O que a paralisação mostrou até aqui, avaliam os advogados, é que caminhoneiros, transportadores e mesmo algumas indústrias estão alinhados, o que difere de um locaute. É que o ganho que vier do movimento dos trabalhadores pode beneficiar toda a cadeia logística.

— O locaute ocorre quando uma empresa paralisa propositalmente as atividades para frustrar pleitos dos trabalhadores numa negociação coletiva. Não é o que ocorre. Uma greve pressupõe empregados reivindicando algum direito a seus empregadores. Também não é o que vemos. Não há ilícito do ponto de vista trabalhista. — diz Luiz Marcelo Góis, sócio da área Trabalhista do BMA.

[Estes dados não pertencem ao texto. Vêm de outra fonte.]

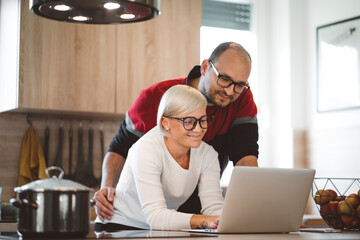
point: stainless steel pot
(53, 207)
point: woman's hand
(204, 221)
(103, 203)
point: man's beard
(209, 97)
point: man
(223, 79)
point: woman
(164, 167)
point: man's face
(232, 66)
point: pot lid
(53, 183)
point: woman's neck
(179, 153)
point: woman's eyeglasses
(189, 123)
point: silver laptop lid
(265, 200)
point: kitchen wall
(12, 130)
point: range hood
(96, 11)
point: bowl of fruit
(338, 201)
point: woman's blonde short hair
(179, 99)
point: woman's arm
(210, 193)
(203, 221)
(147, 168)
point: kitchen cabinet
(164, 48)
(66, 66)
(101, 68)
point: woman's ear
(165, 123)
(204, 66)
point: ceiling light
(62, 7)
(80, 18)
(111, 5)
(127, 16)
(97, 11)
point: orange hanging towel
(32, 161)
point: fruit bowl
(338, 201)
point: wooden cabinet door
(163, 48)
(66, 66)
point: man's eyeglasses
(226, 82)
(189, 123)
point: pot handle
(51, 172)
(22, 203)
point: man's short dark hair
(225, 46)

Segundo o advogado Paulo Sérgio João, é um movimento atípico porque não há relação contratual entre as partes.:

— É de fundo econômico e social, político.

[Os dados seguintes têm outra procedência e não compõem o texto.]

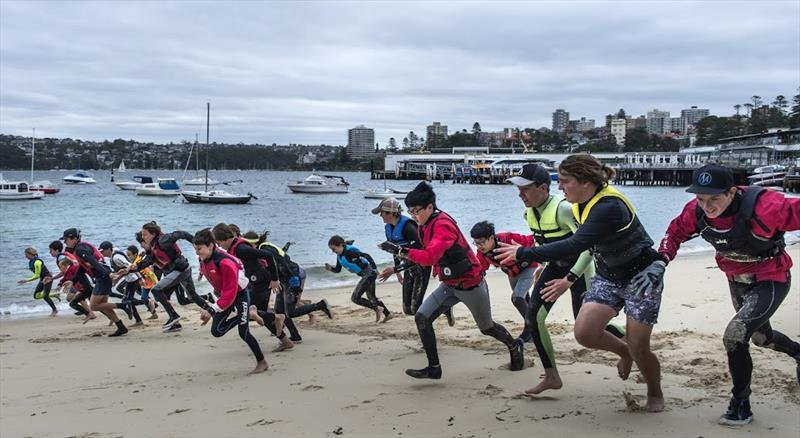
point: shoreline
(62, 378)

Todos reconhecem, porém, que, na pauta de reivindicações do acordo fechado na noite de anteontem entre o governo e entidades ligadas ao movimento dos caminhoneiros, há ao menos dois pontos que sinalizam interesses patronais. Uma delas é a que pede a não reoneração da folha de pagamento do setor de transporte de cargas. A outra é a que quer que ações judiciais da União contra entidades relacionadas ao movimento (que não identifica seus líderes) de caminhoneiros sejam extintas.

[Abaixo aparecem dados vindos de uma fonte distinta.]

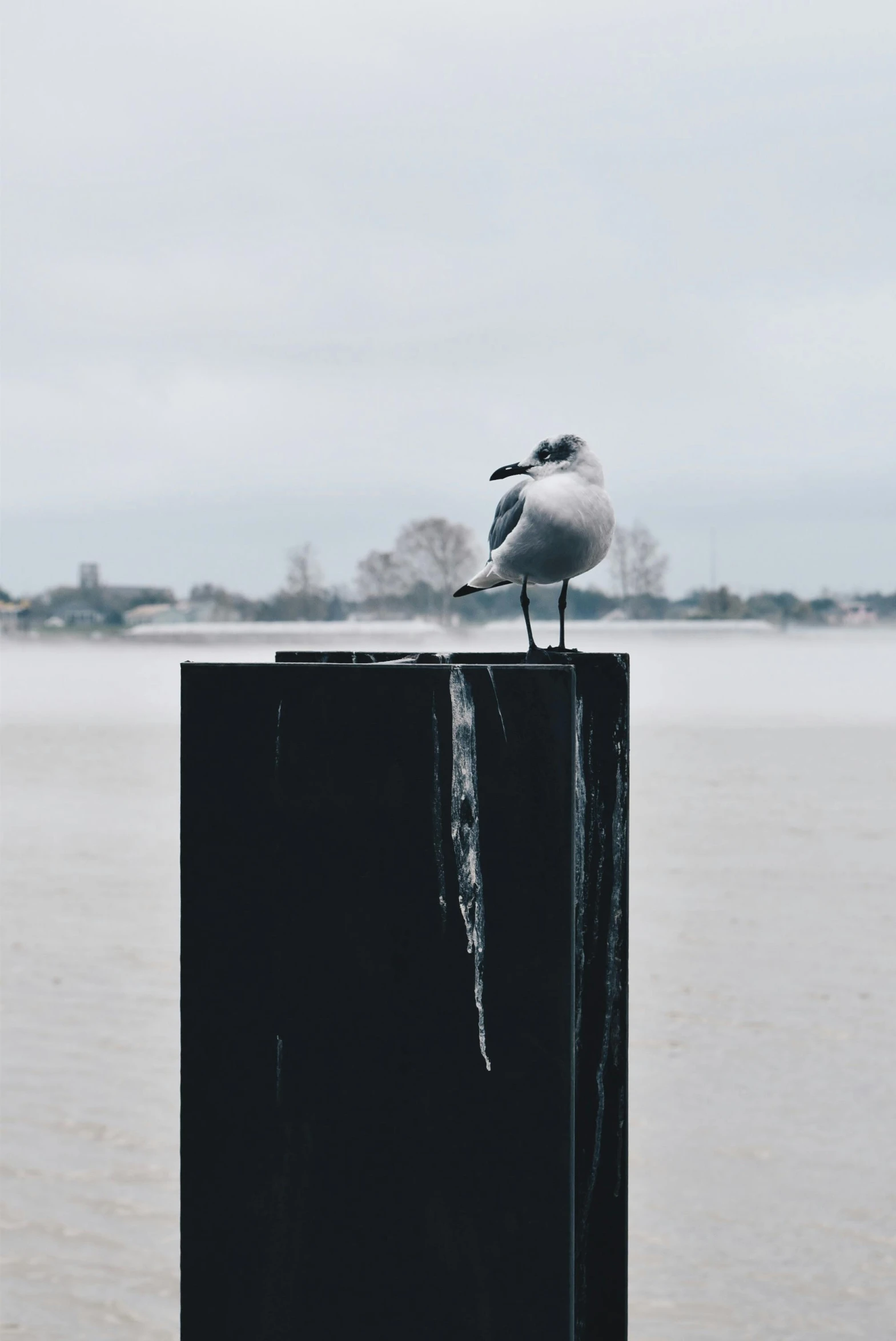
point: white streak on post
(465, 833)
(582, 894)
(437, 818)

'EXISTE ARTICULAÇÃO POLÍTICA'

Tem bases política e econômica a ponte que parece unir tralhadores e transportadoras, explica Maurício Lima, sócio-diretor do Instituto de Logística e Supply Chain (Ilos). Ele diz que fica mais fácil negociar com o governo fragilizado:

— Quando a recessão começou, o setor vinha de forte expansão, endividado pela compra de veículos. A partir do fim de 2014, o custo subiu, a demanda caiu. E não foi possível repassar isso para o preço. Com a retomada da demanda desde maio de 2017, os caminhoneiros tentaram fazer o repasse, mas a indústria não estava preparada para absorvê-lo. Com a ameaça do aumento do custo pelo reajuste do diesel, querem a regulação do preço, além da redução tributária.

O setor de transporte rodoviário no país, diz Lima, soma dois milhões de caminhoneiros e 158 mil empresas, sendo apenas 50 delas de grande porte:

— A maioria dos autônomos ou pequenos empresários presta serviço para os maiores. Em geral, as grandes transportadoras operam com mais da metade da frota composta por autônomos.

A decisão do presidente Michel Temer de acionar as Forças Armadas para liberar os bloqueios nas rodovias trouxe de volta à cena a histórica greve dos caminhoneiros que ocorreu no Chile, em 1972, numa tentativa de derrubar o governo de esquerda de Salvador Allende:

— Agora é diferente. No Chile, era um movimento político para derrubar o governo Allende, comandado pelos partidos de direita, com intervenção americana no financiamento aos caminhoneiros — explica Alberto Aggio, professor titular de História da Unesp e especialista em Chile e América Latina. — Aqui, fica claro que existe uma articulação política. Mas o foco não está em derrubar o governo. Ele (Temer) mantém a legitimidade presidencial, ainda que tenha perdido o controle do Congresso.